Section socket1 contains our program and can be seen as an array of instructions. maps similarly is an array of BPF map definitions (in our case and array of one map):


pub const Insn = packed struct {
    code: u8,
    dst: u4,
    src: u4,
    off: i16,
    imm: i32,
};

pub const MapDef = extern struct {
    type: u32,
    key_size: u32,
    value_size: u32,
    max_entries: u32,
    map_flags: u32,
};

The loader can read the maps section directly and use BPF_MAP_CREATE with the bpf() syscall to create all of our maps. Next comes the cool part, we have that array of instructions that makes up our program:


$ llvm-objdump -d src/probe.o

src/probe.o:    file format ELF64-BPF

Disassembly of section socket1:

0000000000000000 bpf_prog:
       0:       bf 16 00 00 00 00 00 00 r6 = r1
       1:       85 00 00 00 05 00 00 00 call 5
       2:       7b 0a f8 ff 00 00 00 00 *(u64 *)(r10 - 8) = r0
       3:       bf a4 00 00 00 00 00 00 r4 = r10
       4:       07 04 00 00 f8 ff ff ff r4 += -8
       5:       bf 61 00 00 00 00 00 00 r1 = r6
       6:       18 02 00 00 00 00 00 00 00 00 00 00 00 00 00 00 r2 = 0 ll
       8:       18 03 00 00 ff ff ff ff 00 00 00 00 00 00 00 00 r3 = 4294967295 ll
      10:       b7 05 00 00 08 00 00 00 r5 = 8
      11:       85 00 00 00 19 00 00 00 call 25
      12:       b7 00 00 00 00 00 00 00 r0 = 0
      13:       95 00 00 00 00 00 00 00 exit

I won’t go into detail for each instruction because the Cilium BPF Reference has a lot of great information that you can review yourself, but the one we’re interested in is #6. According to the signature of the perf_event_output() Helper we’re supposed to be loading a “map pointer” into register 2, and in the code we do give it the address of the map, but the instruction loads r2 with the value zero, or null. What we actually need to do for loading is replace the immediate value of zero with the file descriptor of the map — super funky. From the loader’s perspective it’s able to determine exactly which map goes where with the .relsocket1 section which contains links between entries in the .symtab section (symbols) and offsets within the program code.
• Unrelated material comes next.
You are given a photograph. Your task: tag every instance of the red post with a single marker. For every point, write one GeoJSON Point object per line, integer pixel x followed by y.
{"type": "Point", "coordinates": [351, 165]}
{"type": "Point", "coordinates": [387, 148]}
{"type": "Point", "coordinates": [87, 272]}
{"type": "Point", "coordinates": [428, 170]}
Here is a chunk of code showing my simplified Zig runtime loader rewriting those immediate values:


pub fn main() !void {
    // ...
    for (self.progs.items) |*prog| {
        const rel_name = try std.mem.join(self.allocator, "", &[_][]const u8{ ".rel", prog.name });
        defer self.allocator.free(rel_name);

        const rel_section: *Elf.Section = for (self.elf.relos.items) |relo| {
            if (mem.eql(u8, self.elf.get_section_name(relo), rel_name)) {
                break relo;
            }
        } else continue;

        for (std.mem.bytesAsSlice(Elf64_Rel, rel_section.data)) |relo| {
            const insn_idx = relo.r_offset / @sizeOf(bpf.Insn);
            const symbol = self.elf.get_sym_idx(@truncate(u32, relo.r_info >> 32));
            const map_name = self.elf.get_str(symbol.st_name);

            const map_fd = for (self.maps.items) |m| {
                if (mem.eql(u8, m.name, map_name)) {
                    break m.fd.?;
                }
            } else continue;

            prog.insns[insn_idx].src = bpf.PSEUDO_MAP_FD;
            prog.insns[insn_idx].imm = map_fd;
        }
    }
}

Next Steps: Leveraging Zig’s comptime Features

Down the road I’m going to create a loader that takes advantage of Zig’s comptime abilities to parse the embedded object files. This would add compile time verification of the BPF environment’s contents, remove ELF parsing code from our executables and reduce the size of what’s being embedded — a full implementation of this equivalent is ways off, but I do have a proof-of-concept in our main program that asserts at compile-time that the embedded probe.o file contains the socket1 section. If it didn’t contain the section we would get a compile error.

Conclusion

libbpf is becoming the standard in how BPF is used in production, and while it’s great to have well known, trusted tools it’s also important to understand how our tools work and where they may fall short. I’m going to take this knowledge and try to leverage Zig’s comptime abilities to improve communicating the BPF environment to userspace and others might also find novel new ways to do this as well. BPF tech is moving fast and I’m excited for the future.